Curious about what the dollhouse on display at the Mathias Ham House looks like from the front?
Dollhouses have a way of bringing people together. Take this example from the 1880s, originally played with and passed through generations of the Graves Family of Dubuque, it is now a crowd favorite on display at the Mathias Ham House.
Lucy Graves, a fashionable socialite and married to the wealthy businessman, mayor, and state senator Julius Kingman Graves, had this dollhouse built in 1883 for their daughter Marjorie. Its Second Empire Style was popular in Dubuque and in Europe where Lucy and Julius enjoyed traveling. Inspired by their travels they even furnished the dollhouse with miniatures purchased in Paris! Young Marjorie likely played with it along with her older sisters at their parent’s house on 25 Fenelon Street, near the top of the Third Street Elevator. When the children married and moved away in the early 1900s, the Graves’ house was torn down and the dollhouse given to the little girl next door, Mary Tredway, who passed it down to her own children. Even though members of the Graves family moved from the Dubuque area, the dollhouse returned to Lucy and Julius’ great-grandson whose children played with it until donating it to the Mathias Ham House.

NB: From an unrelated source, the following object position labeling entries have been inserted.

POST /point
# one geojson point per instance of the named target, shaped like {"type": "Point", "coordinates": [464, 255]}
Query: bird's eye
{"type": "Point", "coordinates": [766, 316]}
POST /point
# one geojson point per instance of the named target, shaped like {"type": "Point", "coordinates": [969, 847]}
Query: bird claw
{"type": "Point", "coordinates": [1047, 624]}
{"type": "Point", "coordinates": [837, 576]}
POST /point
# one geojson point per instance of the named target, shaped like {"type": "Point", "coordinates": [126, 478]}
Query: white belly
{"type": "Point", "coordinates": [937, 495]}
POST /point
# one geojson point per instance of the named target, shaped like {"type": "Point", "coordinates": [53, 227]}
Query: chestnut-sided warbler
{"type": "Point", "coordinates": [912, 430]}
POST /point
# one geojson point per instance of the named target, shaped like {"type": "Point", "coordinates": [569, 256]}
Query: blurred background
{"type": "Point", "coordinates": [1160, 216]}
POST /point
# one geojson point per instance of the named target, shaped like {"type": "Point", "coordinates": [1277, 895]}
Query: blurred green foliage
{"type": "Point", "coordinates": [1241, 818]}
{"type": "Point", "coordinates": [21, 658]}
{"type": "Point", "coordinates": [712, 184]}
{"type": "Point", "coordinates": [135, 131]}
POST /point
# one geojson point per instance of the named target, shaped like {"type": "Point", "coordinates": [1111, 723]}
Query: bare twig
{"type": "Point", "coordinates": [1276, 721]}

But wait, the dollhouse brought members of the Graves Family together again. Although she no longer lived in Iowa, Marjorie’s daughter saw the dollhouse on display and noticed it had lost its original Parisian furnishings over the years. As a tribute to her mother, she received special permission from museum staff to refurbish the dollhouse. It became a family project, combining generations of the Graves family as her own children and husband helped her and she used fabric scraps from Lucy and Marjorie’s clothes for some of the decoration. Now the dollhouse is featured at the Ham House in the upstairs girl’s room, sitting among other toys played with by the Graves children, as a reminder how play can bring people and generations together.